I haven't found any .cdf() method or anything similar. It's weird that such basic functions are missing, but more advanced ones are there, such as trace.posterior.X.quantile().


I would recommend your original approach evaluating the condition and averaging (that is basically using the empirical cdf) instead of using the KDE.

There is no equivalent that I know of, probably also because there is no equivalent in numpy either (which has both quantile and percentile). There is one in scipy: scipy.stats.percentileofscore but I wouldn't recommend it either unless you are working with discrete data and need the kind argument to evaluate ties (i.e. would you care or notice any difference between using < or <=?). This scipy function also takes only a scalar as value to evaluate the ecdf against.

My recommendation therefore is to stick with your method, but modify a bit the implementation, so it also works when evaluating multiple values at the same time and when not reducing all the dimensions:

import arviz; import xarray
x = xarray.DataArray([-.1, 0, .1])  # skip that if working with scalars
post = arviz.load_arviz_data("rugby").posterior
prob_x_lt_zero = (post.atts < x).mean(("chain", "draw"))

which returns the probabilities for each of the 3 values we are evaluating at all 6 teams.

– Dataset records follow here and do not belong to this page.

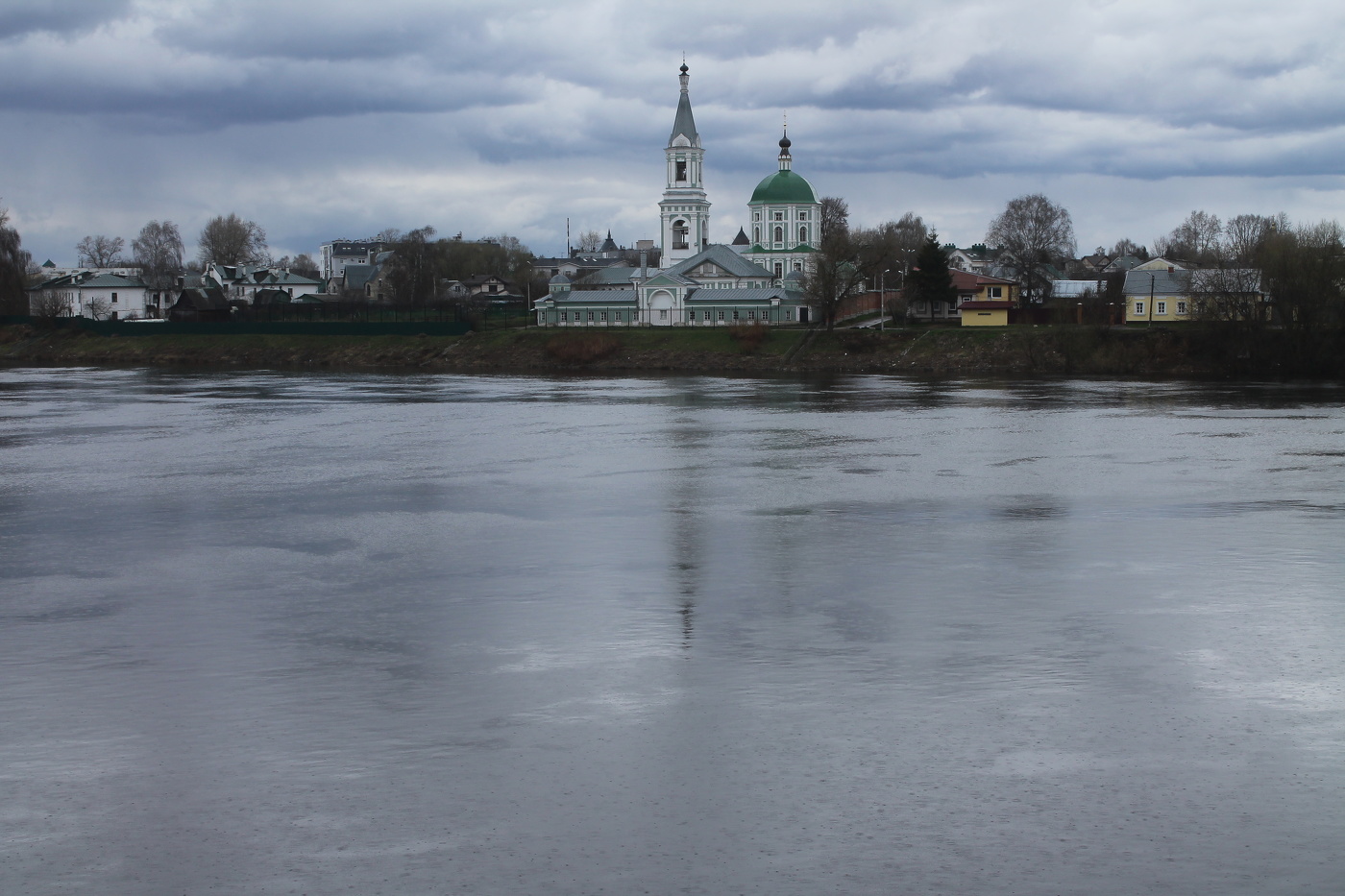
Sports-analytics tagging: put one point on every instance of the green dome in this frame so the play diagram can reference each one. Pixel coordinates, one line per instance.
(782, 187)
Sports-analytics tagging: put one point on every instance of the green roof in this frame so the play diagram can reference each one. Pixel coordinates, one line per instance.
(783, 186)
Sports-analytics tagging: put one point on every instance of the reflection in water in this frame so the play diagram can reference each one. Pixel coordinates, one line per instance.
(268, 633)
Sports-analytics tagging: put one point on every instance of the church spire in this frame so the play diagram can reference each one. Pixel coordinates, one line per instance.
(683, 125)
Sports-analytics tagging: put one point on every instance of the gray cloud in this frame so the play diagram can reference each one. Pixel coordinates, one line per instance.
(339, 117)
(60, 16)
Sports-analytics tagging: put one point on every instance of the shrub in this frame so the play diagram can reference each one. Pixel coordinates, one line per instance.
(581, 349)
(860, 342)
(749, 336)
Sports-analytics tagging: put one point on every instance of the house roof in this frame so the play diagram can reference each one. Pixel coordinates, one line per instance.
(1160, 282)
(359, 275)
(723, 257)
(968, 280)
(293, 280)
(595, 296)
(1069, 288)
(1122, 262)
(608, 276)
(683, 125)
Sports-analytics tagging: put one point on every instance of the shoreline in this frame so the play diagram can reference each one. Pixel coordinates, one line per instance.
(915, 350)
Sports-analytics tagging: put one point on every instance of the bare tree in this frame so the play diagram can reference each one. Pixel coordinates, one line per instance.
(13, 265)
(1196, 238)
(100, 252)
(159, 254)
(50, 304)
(302, 264)
(1033, 230)
(412, 275)
(229, 240)
(843, 262)
(97, 308)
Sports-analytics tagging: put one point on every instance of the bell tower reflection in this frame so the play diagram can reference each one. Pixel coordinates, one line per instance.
(685, 502)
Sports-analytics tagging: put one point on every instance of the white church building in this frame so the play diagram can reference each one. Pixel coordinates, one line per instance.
(699, 282)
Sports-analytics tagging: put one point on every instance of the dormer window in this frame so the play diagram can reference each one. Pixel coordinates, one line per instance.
(679, 234)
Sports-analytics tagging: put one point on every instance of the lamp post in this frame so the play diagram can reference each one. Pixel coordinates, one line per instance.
(883, 298)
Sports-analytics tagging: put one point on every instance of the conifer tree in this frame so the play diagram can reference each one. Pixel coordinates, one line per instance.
(931, 280)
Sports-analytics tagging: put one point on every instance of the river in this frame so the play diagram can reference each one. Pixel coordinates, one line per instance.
(271, 633)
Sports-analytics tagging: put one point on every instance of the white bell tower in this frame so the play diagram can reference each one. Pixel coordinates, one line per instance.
(685, 211)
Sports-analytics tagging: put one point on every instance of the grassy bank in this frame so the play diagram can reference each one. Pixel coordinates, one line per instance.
(924, 350)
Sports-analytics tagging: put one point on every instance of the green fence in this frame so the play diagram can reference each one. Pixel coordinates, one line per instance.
(253, 327)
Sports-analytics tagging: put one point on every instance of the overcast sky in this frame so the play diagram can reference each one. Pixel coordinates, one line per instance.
(338, 118)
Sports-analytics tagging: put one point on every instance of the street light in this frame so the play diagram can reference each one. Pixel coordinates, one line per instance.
(883, 298)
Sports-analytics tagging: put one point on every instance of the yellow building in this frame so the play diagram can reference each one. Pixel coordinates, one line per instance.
(984, 301)
(1159, 292)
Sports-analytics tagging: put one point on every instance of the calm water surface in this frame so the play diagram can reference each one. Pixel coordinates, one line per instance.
(319, 634)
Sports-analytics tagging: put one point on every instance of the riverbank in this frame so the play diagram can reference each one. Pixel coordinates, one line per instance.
(921, 350)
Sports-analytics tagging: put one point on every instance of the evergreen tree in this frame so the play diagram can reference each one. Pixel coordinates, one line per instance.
(13, 268)
(931, 280)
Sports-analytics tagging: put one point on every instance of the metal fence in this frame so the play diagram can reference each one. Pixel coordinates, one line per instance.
(252, 327)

<xarray.DataArray (team: 6, dim_0: 3)>
array([[0.    , 0.    , 0.0485],
       [0.347 , 0.975 , 1.    ],
       [0.    , 0.004 , 0.4245],
       [0.64  , 0.994 , 1.    ],
       [1.    , 1.    , 1.    ],
       [0.    , 0.    , 0.    ]])
Coordinates:
  * team     (team) object 'Wales' 'France' 'Ireland' ... 'Italy' 'England'
Dimensions without coordinates: dim_0

You could approximate the CDF with a kernel density estimate, but I am not convinced that this is better than your current approach:

import arviz
grid, pdf = arviz.kde(trace.posterior.X.values, cumulative=True)
idx = np.sum(grid < 0) - 1
prob_x_lt_zero = pdf[idx]